Für Flüchtlinge in Deutschland ist der Kontakt in die Heimat wichtig, aber Telefon und Internet sind teuer. In einem Heim in Brandenburg haben sich die Bewohner Computer, Schulungen und Webanschlüsse selbst organisiert.

Verwischte Tastatur

​​Auslandsgespräche kosten viel Geld. Besonders wenn man von Deutschland aus in Länder wie Kamerun, Angola, Vietnam oder Afghanistan telefonieren möchte. Das Taschengeld, das ein Flüchtling in Deutschland bekommt, ist dagegen sehr gering - und reicht nicht, um den Kontakt zur Familie oder zu Freunden in der Heimat zu halten. In Brandenburg haben Asylbewerber in einem Flüchtlingsheim eine Initiative gestartet, um Computer, Internetanschlüsse und Schulungen zu bekommen - mit Erfolg.

Ein Telefon im Heim

Eben Chu ist Hauptorganisator der Initiative und davon überzeugt, dass jeder Mensch Zugang zum Internet haben sollte - und das obwohl er selbst bis vor kurzem nicht einmal wusste, wie man einen Computer in Gang bringt. In seinem Heimatland Kamerun wurde Chu politisch verfolgt und ist geflohen. Seit fünf Jahren lebt er in einem Flüchtlingsheim in Brandenburg.

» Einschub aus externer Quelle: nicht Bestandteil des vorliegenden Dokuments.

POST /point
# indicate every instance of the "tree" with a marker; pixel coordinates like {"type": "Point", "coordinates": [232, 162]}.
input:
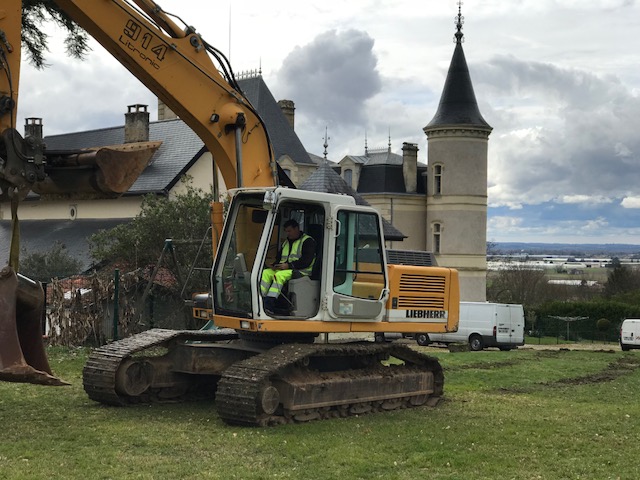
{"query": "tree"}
{"type": "Point", "coordinates": [139, 243]}
{"type": "Point", "coordinates": [35, 41]}
{"type": "Point", "coordinates": [54, 263]}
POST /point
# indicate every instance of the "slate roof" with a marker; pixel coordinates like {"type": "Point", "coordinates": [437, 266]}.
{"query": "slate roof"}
{"type": "Point", "coordinates": [40, 235]}
{"type": "Point", "coordinates": [325, 179]}
{"type": "Point", "coordinates": [458, 105]}
{"type": "Point", "coordinates": [388, 179]}
{"type": "Point", "coordinates": [283, 138]}
{"type": "Point", "coordinates": [180, 148]}
{"type": "Point", "coordinates": [377, 157]}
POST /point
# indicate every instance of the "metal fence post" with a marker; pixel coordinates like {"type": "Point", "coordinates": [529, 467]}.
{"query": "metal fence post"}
{"type": "Point", "coordinates": [116, 303]}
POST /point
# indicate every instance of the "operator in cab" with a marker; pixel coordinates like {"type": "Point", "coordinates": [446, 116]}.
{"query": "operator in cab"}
{"type": "Point", "coordinates": [296, 257]}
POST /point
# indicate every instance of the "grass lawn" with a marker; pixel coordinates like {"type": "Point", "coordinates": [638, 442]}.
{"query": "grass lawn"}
{"type": "Point", "coordinates": [524, 414]}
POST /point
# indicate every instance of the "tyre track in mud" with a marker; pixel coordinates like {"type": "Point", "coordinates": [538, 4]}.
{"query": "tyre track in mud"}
{"type": "Point", "coordinates": [492, 365]}
{"type": "Point", "coordinates": [622, 366]}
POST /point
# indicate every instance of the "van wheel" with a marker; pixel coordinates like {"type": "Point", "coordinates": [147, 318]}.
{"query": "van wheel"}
{"type": "Point", "coordinates": [475, 343]}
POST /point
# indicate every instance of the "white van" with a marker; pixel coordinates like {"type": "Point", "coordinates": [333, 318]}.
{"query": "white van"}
{"type": "Point", "coordinates": [630, 334]}
{"type": "Point", "coordinates": [484, 325]}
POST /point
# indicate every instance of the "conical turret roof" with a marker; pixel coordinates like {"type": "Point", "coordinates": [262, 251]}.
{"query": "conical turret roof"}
{"type": "Point", "coordinates": [458, 105]}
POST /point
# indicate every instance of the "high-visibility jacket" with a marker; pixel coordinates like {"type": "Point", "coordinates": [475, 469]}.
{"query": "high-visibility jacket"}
{"type": "Point", "coordinates": [293, 254]}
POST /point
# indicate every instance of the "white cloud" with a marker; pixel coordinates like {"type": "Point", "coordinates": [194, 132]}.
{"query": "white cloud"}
{"type": "Point", "coordinates": [630, 202]}
{"type": "Point", "coordinates": [584, 199]}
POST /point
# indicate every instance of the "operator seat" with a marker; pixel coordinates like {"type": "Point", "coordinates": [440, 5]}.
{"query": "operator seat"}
{"type": "Point", "coordinates": [304, 292]}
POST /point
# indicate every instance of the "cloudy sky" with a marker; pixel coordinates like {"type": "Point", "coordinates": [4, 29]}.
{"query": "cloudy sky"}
{"type": "Point", "coordinates": [558, 81]}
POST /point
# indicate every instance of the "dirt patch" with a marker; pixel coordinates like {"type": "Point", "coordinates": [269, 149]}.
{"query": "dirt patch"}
{"type": "Point", "coordinates": [592, 347]}
{"type": "Point", "coordinates": [622, 366]}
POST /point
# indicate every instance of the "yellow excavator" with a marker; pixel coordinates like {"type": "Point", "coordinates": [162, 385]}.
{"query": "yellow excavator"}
{"type": "Point", "coordinates": [265, 366]}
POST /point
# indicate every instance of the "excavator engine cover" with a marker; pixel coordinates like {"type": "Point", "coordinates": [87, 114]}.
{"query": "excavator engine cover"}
{"type": "Point", "coordinates": [22, 354]}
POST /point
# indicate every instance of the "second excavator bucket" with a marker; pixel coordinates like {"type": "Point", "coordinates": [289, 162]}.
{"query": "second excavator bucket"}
{"type": "Point", "coordinates": [22, 354]}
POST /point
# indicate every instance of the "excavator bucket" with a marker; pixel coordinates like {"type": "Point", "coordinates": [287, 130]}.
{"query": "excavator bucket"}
{"type": "Point", "coordinates": [22, 354]}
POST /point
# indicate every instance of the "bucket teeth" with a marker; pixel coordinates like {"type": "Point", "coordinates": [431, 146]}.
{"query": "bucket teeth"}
{"type": "Point", "coordinates": [22, 354]}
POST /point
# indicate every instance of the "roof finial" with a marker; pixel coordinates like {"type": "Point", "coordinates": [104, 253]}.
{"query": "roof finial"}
{"type": "Point", "coordinates": [459, 21]}
{"type": "Point", "coordinates": [366, 148]}
{"type": "Point", "coordinates": [326, 142]}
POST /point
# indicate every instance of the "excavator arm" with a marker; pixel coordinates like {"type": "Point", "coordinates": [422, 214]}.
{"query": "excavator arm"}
{"type": "Point", "coordinates": [177, 65]}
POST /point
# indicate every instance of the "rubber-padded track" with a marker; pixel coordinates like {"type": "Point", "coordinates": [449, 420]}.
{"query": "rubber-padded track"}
{"type": "Point", "coordinates": [99, 373]}
{"type": "Point", "coordinates": [238, 397]}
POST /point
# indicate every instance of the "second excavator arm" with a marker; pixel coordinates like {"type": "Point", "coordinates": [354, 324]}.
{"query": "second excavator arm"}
{"type": "Point", "coordinates": [175, 63]}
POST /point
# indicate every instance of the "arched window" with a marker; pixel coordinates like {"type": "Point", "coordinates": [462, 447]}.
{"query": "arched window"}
{"type": "Point", "coordinates": [437, 231]}
{"type": "Point", "coordinates": [437, 179]}
{"type": "Point", "coordinates": [348, 177]}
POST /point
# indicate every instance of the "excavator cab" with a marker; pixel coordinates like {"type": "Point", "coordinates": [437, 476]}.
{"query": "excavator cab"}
{"type": "Point", "coordinates": [349, 270]}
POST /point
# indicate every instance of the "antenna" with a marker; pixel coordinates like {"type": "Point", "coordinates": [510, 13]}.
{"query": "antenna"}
{"type": "Point", "coordinates": [459, 21]}
{"type": "Point", "coordinates": [326, 142]}
{"type": "Point", "coordinates": [366, 148]}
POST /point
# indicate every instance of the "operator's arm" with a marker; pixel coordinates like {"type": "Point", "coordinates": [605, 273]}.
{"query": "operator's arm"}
{"type": "Point", "coordinates": [308, 254]}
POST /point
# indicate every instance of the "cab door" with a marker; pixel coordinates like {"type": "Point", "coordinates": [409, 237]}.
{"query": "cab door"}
{"type": "Point", "coordinates": [357, 280]}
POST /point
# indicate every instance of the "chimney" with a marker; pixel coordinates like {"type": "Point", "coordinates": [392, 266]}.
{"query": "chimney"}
{"type": "Point", "coordinates": [410, 166]}
{"type": "Point", "coordinates": [136, 124]}
{"type": "Point", "coordinates": [33, 128]}
{"type": "Point", "coordinates": [288, 108]}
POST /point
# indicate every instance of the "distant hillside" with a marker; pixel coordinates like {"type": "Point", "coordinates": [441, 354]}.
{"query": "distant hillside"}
{"type": "Point", "coordinates": [574, 250]}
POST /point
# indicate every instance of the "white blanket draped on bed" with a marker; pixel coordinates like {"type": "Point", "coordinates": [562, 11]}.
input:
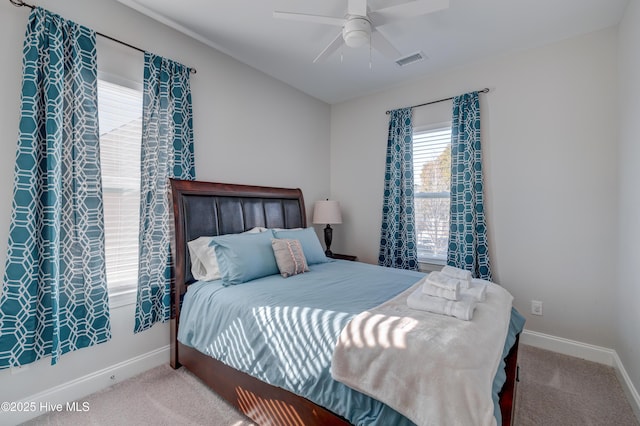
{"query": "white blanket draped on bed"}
{"type": "Point", "coordinates": [432, 368]}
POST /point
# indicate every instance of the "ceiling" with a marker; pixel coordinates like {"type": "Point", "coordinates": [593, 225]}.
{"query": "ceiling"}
{"type": "Point", "coordinates": [465, 32]}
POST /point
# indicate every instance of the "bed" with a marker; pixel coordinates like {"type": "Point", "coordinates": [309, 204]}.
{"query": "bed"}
{"type": "Point", "coordinates": [209, 209]}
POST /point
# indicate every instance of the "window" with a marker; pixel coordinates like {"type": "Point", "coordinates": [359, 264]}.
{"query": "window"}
{"type": "Point", "coordinates": [120, 115]}
{"type": "Point", "coordinates": [432, 180]}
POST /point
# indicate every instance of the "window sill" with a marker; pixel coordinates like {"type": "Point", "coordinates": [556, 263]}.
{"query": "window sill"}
{"type": "Point", "coordinates": [120, 298]}
{"type": "Point", "coordinates": [431, 265]}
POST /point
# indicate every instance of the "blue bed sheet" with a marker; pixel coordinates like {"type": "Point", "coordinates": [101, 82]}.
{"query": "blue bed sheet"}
{"type": "Point", "coordinates": [283, 331]}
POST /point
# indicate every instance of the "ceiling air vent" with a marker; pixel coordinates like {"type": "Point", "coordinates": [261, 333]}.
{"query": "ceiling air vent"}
{"type": "Point", "coordinates": [411, 59]}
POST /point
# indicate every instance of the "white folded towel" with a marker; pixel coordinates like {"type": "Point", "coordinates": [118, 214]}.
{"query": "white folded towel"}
{"type": "Point", "coordinates": [452, 293]}
{"type": "Point", "coordinates": [443, 281]}
{"type": "Point", "coordinates": [476, 290]}
{"type": "Point", "coordinates": [461, 274]}
{"type": "Point", "coordinates": [462, 309]}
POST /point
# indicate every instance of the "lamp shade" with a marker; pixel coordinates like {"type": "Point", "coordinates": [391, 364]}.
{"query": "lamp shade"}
{"type": "Point", "coordinates": [327, 212]}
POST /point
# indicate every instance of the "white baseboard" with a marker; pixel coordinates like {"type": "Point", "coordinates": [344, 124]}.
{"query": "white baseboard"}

"Meine Familie hat sich beklagt: "Eben, telefonieren ist so teuer, kannst du uns nicht deine E-Mail-Adresse geben?", sagt er. "Aber ich hatte keine E-Mail-Adresse. Das konnten sie nicht glauben." Dass es in Deutschland einen Ort wie Chus Flüchtlingsheim gibt, konnte sich seine Familie gar nicht vorstellen. Für über 300 Flüchtlinge steht dort nur ein einziges teures Münztelefon zur Verfügung, das oft nicht funktioniert. So konnte es nicht bleiben, meinte Chu, und das fanden auch einige Mitbewohner seines Flüchtlingsheims:

"Wir wissen, wie man Kontakte knüpft"

"Wir fragten uns, was wir tun können? Als Flüchtlinge sind die Möglichkeiten begrenzt. Aber wir waren in unseren Heimatländern politisch aktiv und wissen daher, wie man Kontakte knüpft", sagt Chu über die Anfänge der Initiative. Die Flüchtlinge, die sich nun "Refugees Emancipation" - zu deutsch: Flüchtlingsemanzipation - nannten, schalteten Spendenaufrufe in der Lokalzeitung, verteilten Flugblätter, sprachen mit Hilfsorganisationen und Studentenvertretern.

Die Hilfsbereitschaft war groß. Bald hatten sie mehr Computer geschenkt bekommen, als sie unterbringen konnten. Das Flüchtlingsheim in Potsdam stellt einen Raum zur Verfügung, eine Berliner Hilfsorganisation wird für das erste halbe Jahr die Telefonkosten übernehmen.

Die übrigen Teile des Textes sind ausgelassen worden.